Eventually, offering a favor to Australia, an ally that has been a steadfast supporter of the United States in every single war it has fought since the early 20th Century, President Barack Obama agreed to allow refugees from an offshore detention center to come to the United States.
It was a step born out of strong national bonds and a desire to offer a friend a leg up that might be returned down the line.
But Trump, with his political view dominating, rather than a broader world view, thinks the deal is absurd.
"I am saying, 'boy, that will make us look awfully bad.' Here I am calling for a ban where I am not letting anybody in and we take 2,000 people," Trump tells the Australian leader.
Turnbull then tries to explain the political stakes he faces to Trump — and stresses that under the deal, Washington still would have the option to reject individual refugees, after vetting them.
"The bottom line is that we got here. I am asking you as a very good friend. This is a big deal. It is really, really important to us that we maintain it," Turnbull said.

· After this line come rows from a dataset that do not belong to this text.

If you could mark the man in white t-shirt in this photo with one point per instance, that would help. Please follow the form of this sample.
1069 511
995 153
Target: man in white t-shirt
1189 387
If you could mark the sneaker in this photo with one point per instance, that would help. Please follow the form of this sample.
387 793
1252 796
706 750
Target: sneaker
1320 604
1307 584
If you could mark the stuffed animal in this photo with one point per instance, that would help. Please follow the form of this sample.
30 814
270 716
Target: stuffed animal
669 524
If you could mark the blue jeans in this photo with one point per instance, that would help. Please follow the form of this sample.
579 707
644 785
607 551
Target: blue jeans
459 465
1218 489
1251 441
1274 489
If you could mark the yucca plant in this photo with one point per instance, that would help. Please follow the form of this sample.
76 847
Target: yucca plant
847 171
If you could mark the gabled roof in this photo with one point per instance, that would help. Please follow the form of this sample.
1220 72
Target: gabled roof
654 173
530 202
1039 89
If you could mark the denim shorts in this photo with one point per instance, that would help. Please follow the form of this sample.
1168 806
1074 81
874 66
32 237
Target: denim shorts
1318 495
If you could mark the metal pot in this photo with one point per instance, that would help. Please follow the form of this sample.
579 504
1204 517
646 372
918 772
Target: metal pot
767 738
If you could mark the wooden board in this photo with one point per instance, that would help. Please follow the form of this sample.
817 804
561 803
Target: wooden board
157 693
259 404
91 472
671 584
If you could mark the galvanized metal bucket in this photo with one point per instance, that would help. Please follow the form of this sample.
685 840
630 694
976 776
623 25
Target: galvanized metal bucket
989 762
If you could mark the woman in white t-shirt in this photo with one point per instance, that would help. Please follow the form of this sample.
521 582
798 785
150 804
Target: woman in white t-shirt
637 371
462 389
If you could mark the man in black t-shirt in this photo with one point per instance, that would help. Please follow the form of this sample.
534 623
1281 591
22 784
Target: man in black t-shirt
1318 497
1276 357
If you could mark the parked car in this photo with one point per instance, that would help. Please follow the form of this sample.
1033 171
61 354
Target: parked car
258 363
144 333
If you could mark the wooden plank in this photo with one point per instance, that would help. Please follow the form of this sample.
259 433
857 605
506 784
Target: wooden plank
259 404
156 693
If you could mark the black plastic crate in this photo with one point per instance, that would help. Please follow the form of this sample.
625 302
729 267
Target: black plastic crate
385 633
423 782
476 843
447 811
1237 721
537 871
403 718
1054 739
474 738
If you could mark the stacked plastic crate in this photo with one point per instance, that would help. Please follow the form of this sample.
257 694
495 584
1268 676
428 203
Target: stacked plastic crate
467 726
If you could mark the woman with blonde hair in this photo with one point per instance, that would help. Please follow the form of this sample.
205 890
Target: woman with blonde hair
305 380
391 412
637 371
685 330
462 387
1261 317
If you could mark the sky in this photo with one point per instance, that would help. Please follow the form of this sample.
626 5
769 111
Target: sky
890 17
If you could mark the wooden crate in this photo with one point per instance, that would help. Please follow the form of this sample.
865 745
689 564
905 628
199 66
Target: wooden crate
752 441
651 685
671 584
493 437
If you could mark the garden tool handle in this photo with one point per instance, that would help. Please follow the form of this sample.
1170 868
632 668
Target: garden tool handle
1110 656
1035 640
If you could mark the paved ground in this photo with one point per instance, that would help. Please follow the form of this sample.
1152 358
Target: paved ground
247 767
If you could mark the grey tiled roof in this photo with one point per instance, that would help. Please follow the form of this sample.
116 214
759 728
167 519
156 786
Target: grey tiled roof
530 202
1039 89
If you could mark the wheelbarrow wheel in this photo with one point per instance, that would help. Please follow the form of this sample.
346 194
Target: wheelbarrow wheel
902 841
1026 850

Again, though, Trump has his own political reputation in mind.
"This is a stupid deal. This deal will make me look terrible," he says.
To which Turnbull replies: "Mr. President, I think this will make you look like a man who stands by the commitments of the United States."
Trump hits back: "Okay, this shows me to be a dope. I am not like this but, if I have to do it, I will do it but I do not like this at all. I will be honest with you."